Bab Tentang Kebencian Meludahi di Masjid
Shahih oleh Al-Albani
حَدَّثَنَا هَنَّادُ بْنُ السَّرِيِّ، عَنْ أَبِي الأَحْوَصِ، عَنْ مَنْصُورٍ، عَنْ رِبْعِيٍّ، عَنْ طَارِقِ بْنِ عَبْدِ اللَّهِ الْمُحَارِبِيِّ، قَالَ قَالَ رَسُولُ اللَّهِ ﷺ " إِذَا قَامَ الرَّجُلُ إِلَى الصَّلاَةِ - أَوْ إِذَا صَلَّى أَحَدُكُمْ فَلاَ يَبْزُقْ أَمَامَهُ وَلاَ عَنْ يَمِينِهِ وَلَكِنْ عَنْ تِلْقَاءِ يَسَارِهِ إِنْ كَانَ فَارِغًا أَوْ تَحْتَ قَدَمِهِ الْيُسْرَى ثُمَّ لْيَقُلْ بِهِ " .

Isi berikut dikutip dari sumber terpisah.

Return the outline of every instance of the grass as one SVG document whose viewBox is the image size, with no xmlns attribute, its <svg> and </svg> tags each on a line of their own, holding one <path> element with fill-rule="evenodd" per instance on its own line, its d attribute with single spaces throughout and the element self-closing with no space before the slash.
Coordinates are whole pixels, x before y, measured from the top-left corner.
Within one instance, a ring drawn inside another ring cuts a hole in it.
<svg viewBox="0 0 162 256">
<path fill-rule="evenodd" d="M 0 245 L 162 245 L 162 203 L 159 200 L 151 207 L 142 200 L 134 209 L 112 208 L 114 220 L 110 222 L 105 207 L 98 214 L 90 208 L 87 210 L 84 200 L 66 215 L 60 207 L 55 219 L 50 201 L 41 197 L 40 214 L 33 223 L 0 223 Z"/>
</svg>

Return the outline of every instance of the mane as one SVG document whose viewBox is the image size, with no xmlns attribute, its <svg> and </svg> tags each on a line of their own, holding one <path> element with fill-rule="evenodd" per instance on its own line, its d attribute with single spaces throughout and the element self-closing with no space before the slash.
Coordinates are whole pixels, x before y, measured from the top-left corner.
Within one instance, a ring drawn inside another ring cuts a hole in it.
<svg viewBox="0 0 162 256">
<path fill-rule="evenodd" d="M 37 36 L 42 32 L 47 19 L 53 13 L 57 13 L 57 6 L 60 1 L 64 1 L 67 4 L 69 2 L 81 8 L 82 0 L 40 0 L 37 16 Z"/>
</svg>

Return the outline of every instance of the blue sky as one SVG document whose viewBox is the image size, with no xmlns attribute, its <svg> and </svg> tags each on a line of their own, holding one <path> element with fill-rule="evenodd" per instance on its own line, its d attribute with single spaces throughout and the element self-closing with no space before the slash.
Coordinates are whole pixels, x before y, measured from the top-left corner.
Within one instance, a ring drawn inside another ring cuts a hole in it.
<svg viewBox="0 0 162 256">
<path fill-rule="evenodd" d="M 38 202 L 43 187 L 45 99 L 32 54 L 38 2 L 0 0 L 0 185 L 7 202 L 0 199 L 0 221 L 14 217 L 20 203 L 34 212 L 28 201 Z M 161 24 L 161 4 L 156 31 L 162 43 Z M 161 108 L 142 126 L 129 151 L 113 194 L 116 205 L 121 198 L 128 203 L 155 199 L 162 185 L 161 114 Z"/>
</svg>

Dari Tariq bin Abdul Allah Al-Muharibi, ia berkata, Rasulullah ﷺ bersabda: "Jika seorang lelaki berdiri untuk shalat - atau jika salah satu dari kalian shalat, maka janganlah meludahi di hadapannya, dan jangan pula di sebelah kanannya; tetapi hendaklah ia meludahi di sebelah kirinya, jika ada tempat untuk itu; atau ia boleh meludahi di bawah kaki kirinya dan kemudian mengusapnya."